La squadra B può essere una miniera d'oro, ma il Toro non ce l'haTUTTOmercatoWEB.com
Oggi alle 20:55Notizie
di M. V.

Quando è emersa la possibilità di iscrivere le squadre Under 23 ai campionati professionistici, il presidente del Torino, Urbano Cairo, si era detto uno dei maggiori sostenitori dell'iniziativa. Almeno a parole. Nei fatti, infatti, del Torino Under 23 non c'è ancora alcuna traccia: non esiste un progetto concreto, né tantomeno segnali che lascino pensare a una sua realizzazione nel prossimo futuro.

Interpellato sull'argomento, Cairo aveva spiegato che avrebbe preso in considerazione l'idea soltanto a fronte di costi praticamente nulli. Un'ipotesi irrealistica, perché anche la Serie C, che ha accolto con più di una riserva l'ingresso delle seconde squadre salle categorie superiori, impone regole precise e richiede investimenti significativi per partecipare al campionato.

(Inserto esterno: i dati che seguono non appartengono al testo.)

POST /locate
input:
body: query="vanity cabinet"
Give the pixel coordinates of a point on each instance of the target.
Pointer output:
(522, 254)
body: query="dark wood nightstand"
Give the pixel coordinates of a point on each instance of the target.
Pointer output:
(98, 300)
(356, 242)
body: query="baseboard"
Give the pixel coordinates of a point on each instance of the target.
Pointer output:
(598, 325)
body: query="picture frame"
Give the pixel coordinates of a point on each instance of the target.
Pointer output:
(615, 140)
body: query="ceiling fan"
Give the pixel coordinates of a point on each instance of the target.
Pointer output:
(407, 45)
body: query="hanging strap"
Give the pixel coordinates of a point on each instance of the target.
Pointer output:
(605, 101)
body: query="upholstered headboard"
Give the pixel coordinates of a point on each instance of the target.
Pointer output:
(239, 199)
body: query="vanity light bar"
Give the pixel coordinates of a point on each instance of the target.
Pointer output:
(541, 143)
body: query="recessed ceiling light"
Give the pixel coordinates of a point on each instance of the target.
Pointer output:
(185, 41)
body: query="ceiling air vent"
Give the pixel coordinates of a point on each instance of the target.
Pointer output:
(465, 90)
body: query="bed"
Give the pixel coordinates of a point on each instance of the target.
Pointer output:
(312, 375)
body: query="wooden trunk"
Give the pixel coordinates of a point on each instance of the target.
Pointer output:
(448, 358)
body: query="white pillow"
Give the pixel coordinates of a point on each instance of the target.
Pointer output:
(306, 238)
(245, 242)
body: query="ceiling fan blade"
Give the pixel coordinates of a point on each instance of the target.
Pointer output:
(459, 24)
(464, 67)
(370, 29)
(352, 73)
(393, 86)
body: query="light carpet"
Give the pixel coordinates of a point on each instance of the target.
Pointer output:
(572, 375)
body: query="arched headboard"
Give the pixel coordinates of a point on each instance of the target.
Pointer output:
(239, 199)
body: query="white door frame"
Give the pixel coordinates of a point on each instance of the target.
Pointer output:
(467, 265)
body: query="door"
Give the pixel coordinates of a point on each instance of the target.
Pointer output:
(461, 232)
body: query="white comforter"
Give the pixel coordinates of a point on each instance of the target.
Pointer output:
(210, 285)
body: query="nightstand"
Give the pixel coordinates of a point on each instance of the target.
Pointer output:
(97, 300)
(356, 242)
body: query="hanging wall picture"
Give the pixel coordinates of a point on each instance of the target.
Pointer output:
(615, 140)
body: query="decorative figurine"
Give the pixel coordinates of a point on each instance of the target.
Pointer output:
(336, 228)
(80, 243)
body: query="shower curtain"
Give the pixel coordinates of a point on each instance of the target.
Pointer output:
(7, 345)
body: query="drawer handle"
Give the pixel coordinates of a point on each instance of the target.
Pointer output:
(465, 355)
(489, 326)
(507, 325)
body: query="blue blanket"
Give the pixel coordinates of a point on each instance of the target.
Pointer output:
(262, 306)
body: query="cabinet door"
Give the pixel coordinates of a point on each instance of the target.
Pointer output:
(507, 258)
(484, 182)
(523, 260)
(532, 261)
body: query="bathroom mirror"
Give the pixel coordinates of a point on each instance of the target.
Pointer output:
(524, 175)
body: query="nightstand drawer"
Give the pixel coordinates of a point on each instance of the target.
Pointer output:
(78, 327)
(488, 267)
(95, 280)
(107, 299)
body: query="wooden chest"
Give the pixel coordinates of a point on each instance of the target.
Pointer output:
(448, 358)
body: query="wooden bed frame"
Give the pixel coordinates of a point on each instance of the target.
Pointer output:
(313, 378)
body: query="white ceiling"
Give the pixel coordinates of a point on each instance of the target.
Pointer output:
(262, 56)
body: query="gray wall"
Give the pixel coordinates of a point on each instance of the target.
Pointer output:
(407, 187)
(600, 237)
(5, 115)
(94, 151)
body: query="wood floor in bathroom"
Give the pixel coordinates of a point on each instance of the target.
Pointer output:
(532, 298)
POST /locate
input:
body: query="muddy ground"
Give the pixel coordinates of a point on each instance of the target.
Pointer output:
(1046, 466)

Ad oggi hanno aderito al progetto la Juventus, vera pioniera in Italia, oltre a Milan, Inter e Atalanta. Nei prossimi anni potrebbero aggiungersi anche altri club, seguendo un modello che all'estero ha già dimostrato di essere estremamente efficace sia dal punto di vista tecnico sia da quello economico.

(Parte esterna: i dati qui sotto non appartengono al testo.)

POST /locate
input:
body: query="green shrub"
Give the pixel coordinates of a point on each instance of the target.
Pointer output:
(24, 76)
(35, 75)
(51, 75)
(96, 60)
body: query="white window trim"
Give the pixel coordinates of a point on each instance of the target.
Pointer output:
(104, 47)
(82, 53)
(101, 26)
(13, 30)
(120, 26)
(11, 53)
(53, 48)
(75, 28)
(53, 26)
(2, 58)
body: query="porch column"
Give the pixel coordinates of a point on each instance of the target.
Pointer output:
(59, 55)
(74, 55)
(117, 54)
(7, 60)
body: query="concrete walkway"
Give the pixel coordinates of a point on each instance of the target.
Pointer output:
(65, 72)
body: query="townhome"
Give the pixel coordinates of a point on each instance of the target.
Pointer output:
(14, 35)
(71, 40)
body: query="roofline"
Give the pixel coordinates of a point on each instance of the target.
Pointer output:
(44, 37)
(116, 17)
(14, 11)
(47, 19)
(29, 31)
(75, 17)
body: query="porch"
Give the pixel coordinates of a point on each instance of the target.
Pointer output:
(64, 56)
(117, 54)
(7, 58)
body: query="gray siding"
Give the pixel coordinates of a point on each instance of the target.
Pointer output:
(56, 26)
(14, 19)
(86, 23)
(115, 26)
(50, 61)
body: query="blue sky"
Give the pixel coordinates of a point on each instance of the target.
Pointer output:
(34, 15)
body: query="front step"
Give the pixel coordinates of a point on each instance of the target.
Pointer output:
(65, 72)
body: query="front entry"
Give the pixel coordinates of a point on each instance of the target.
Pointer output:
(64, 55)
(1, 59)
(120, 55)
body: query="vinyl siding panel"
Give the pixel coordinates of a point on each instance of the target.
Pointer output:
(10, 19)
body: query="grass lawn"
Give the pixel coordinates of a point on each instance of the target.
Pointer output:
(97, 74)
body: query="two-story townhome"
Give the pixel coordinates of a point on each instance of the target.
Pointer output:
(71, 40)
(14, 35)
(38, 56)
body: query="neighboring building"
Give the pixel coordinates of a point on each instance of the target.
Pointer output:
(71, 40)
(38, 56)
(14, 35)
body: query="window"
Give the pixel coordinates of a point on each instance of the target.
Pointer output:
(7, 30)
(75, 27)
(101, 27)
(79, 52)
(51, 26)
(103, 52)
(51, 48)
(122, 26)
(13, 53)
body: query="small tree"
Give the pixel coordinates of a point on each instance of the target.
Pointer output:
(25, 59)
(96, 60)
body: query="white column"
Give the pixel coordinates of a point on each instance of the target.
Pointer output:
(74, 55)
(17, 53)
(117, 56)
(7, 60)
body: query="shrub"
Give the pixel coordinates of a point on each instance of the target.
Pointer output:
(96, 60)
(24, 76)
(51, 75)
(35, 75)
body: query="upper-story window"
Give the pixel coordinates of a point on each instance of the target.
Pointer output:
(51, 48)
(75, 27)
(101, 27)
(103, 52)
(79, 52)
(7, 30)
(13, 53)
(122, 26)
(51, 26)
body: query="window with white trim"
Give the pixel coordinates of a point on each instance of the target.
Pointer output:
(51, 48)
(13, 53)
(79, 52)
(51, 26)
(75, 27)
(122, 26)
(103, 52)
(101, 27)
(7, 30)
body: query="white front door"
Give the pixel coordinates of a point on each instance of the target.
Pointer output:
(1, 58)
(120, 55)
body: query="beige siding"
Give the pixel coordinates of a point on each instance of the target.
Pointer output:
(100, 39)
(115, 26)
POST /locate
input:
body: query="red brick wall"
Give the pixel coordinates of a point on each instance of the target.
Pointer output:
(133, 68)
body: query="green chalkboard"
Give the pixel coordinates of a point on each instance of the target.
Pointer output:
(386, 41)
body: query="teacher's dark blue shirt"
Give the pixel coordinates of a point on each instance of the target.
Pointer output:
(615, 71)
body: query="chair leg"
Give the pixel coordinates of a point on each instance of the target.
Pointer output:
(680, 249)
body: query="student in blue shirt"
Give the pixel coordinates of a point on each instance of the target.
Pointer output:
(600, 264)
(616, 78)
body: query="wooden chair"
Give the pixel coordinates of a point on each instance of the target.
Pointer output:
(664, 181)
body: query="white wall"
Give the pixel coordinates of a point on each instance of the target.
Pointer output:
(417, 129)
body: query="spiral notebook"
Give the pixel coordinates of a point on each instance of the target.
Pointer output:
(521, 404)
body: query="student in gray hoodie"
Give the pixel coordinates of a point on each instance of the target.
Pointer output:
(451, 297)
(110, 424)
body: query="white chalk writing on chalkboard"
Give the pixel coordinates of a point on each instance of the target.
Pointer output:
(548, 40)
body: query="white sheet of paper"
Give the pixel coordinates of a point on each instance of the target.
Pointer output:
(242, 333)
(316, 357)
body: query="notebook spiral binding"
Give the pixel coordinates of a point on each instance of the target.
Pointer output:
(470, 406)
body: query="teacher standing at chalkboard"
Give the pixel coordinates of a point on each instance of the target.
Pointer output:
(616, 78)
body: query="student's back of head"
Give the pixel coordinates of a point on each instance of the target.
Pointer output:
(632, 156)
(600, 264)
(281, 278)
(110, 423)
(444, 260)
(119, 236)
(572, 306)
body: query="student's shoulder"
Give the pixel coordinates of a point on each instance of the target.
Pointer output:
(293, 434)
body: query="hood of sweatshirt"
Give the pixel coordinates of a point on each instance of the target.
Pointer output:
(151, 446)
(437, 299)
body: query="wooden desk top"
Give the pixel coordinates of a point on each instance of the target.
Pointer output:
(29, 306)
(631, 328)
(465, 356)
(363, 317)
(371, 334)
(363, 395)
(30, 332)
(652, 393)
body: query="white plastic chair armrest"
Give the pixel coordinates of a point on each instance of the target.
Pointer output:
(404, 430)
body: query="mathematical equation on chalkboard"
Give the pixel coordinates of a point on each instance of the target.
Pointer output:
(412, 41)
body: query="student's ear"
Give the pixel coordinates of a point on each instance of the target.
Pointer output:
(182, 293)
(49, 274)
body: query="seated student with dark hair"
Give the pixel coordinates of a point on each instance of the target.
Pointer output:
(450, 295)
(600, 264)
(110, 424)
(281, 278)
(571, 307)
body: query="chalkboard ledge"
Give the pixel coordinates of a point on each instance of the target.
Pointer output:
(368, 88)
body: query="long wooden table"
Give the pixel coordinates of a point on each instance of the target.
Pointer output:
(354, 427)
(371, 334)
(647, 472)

Attorno alle squadre B ha sempre aleggiato un certo scetticismo, ma i numeri sembrano raccontare una storia diversa. Nei sette anni di attività della Juventus Next Gen, il club bianconero ha incassato circa 232 milioni di euro tra cessioni dirette e percentuali sulle future rivendite dei propri giovani, per una media superiore ai 33 milioni di euro a stagione.

È evidente che il Torino, anche per una questione di brand e di capacità di valorizzazione sul mercato, difficilmente raggiungerebbe cifre di questo livello. Tuttavia, anche incassando soltanto un terzo di quella somma, il club granata potrebbe contare su risorse aggiuntive da reinvestire ogni anno nel mercato, nel settore giovanile e nella crescita del patrimonio tecnico della società.

Alla luce di questi risultati, la domanda nasce spontanea: il Torino può davvero permettersi di continuare a rinviare un progetto che, oltre a favorire la crescita dei giovani, potrebbe trasformarsi in un'importante fonte di ricavi?